But she has proof of a time when people got along just fine without apps and Internet access on their phones.



Step inside the small brick building at 115 W. Center St. in Footville.

Demrow will be happy to give you a tour of the Footville Telephone Museum, highlighting more than 60 old phones, at least two 20th-century switchboards and telegraph equipment.

For some, the outdated way of communicating will stir memories.

For others, confusion.

Demrow has seen kids put their fingers in the wheel holes of rotary phones and unsuccessfully try pressing the numbers.

“They say nothing works because they don’t know how to use them,” she said.

Children are clueless because push-button phones largely replaced rotary phones in the 1980s.

At 91, Demrow has lived through a lot of telephone changes.

She is treasurer and archivist of the Luther Valley Historical Society, which owns the telephone museum.

“I don’t remember any of us being on the phone,” she said, recalling her childhood during the Depression. “Telephones were used for special conversations or emergencies, not for visiting. We didn’t have time to talk to anyone.”

During her youth and for many years after, homes had only one phone. Yes, one phone. And you did not make long-distance calls unless it was really important because they were expensive.

Demrow grew up with a party line or a telephone circuit shared by more than one phone user. She had a party line after she married her late husband, Kenneth, in 1948 and still had one in the 1970s.

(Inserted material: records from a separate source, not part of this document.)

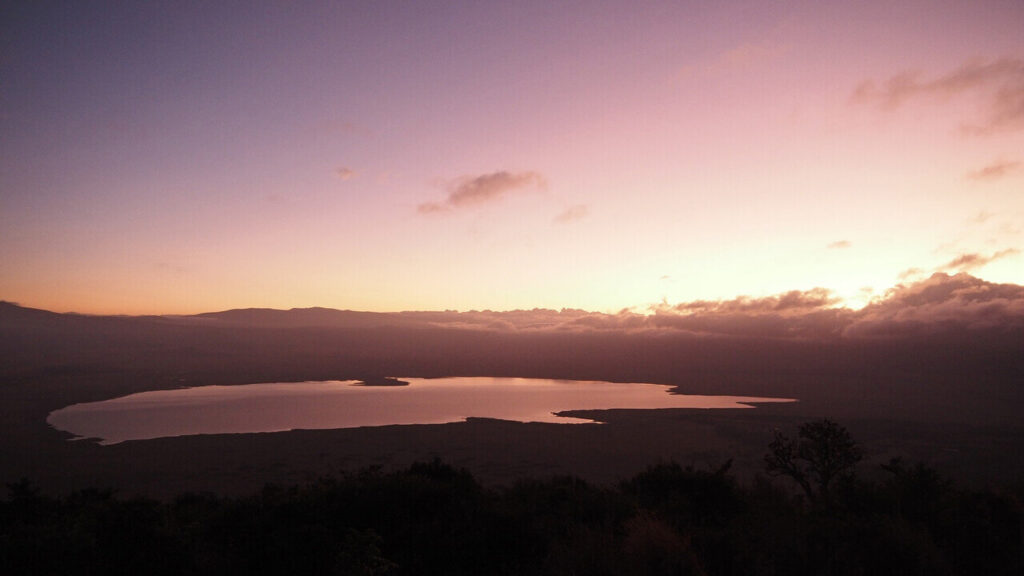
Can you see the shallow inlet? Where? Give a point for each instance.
(337, 404)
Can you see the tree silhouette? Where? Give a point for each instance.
(822, 452)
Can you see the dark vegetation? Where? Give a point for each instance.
(434, 519)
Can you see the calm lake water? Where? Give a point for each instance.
(278, 407)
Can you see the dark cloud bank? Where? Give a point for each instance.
(946, 340)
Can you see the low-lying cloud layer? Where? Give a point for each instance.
(957, 306)
(475, 191)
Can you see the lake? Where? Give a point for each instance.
(346, 404)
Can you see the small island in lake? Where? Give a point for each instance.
(381, 381)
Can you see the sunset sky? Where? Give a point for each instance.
(171, 158)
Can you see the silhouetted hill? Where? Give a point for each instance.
(296, 318)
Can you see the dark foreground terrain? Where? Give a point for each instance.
(434, 519)
(933, 375)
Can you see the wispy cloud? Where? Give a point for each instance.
(794, 300)
(1000, 81)
(967, 262)
(993, 171)
(571, 213)
(475, 191)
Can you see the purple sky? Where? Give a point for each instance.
(177, 158)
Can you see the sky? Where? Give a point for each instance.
(179, 157)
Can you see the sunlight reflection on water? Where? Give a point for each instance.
(337, 404)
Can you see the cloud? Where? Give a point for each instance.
(993, 171)
(967, 262)
(1000, 82)
(794, 300)
(942, 303)
(960, 310)
(909, 273)
(753, 53)
(484, 189)
(571, 213)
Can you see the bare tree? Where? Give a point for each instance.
(822, 452)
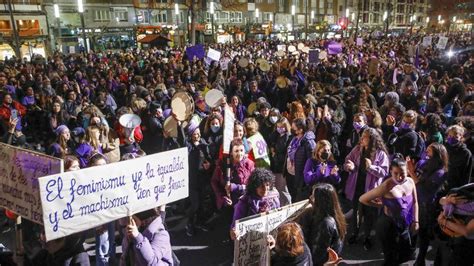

Each family on a party line had a different sounding ring to determine when to pick up. One ring might be long. Another might consist of two short rings or one long and a short.

Demrow said some people who visit the museum point to the mouthpieces of old phones. They tell how their parents had circles on their palms from holding them over the mouthpieces while listening in on party-line conversations.

She does not think eavesdropping was necessarily a bad thing.

“When there was a fire or someone was hurt, they could help,” Demrow said. “People were curious to know what was going on.”

She credits Myron Bohn for starting the “hands-on” telephone museum, which opened in 2001.

“I like history and restorations,” Bohn said.

The Luther Valley Historical Society bought the 1914 telephone building for $1 in 1993. Renovation began in 2000.

“We had information on what the building previously looked like,” Bohn said. “We restored the leaking roof and wooden floors.”

About a decade later, Chris Ricciotti of Rockland, Massachusetts, made an extended visit to the museum and connected several of the phones to the 16-drop switchboard.

His visit allowed the historical society to demonstrate how the equipment works.

At first, most of the phones at the museum were on loan from phone collector Blaine Snyder. Now, about 60 percent of the phones are owned by the historical society, Demrow said.

The collection includes an 1893 wall phone. In 1890, fewer than three telephones existed for every 1,000 people in Wisconsin.

The collection also contains an early mobile phone from 1991, costing $666.

It also has designer phones, one in the shape of a turkey and another in the shape of Garfield the cat, dated 1979.

A Western Electric telephone booth from the 1950s is also in the collection.

Demrow believes in saving the history of how we once communicated.

“It’s important to know how the telephone evolved,” she said. “It’s almost a lost art to know how to operate a telephone.”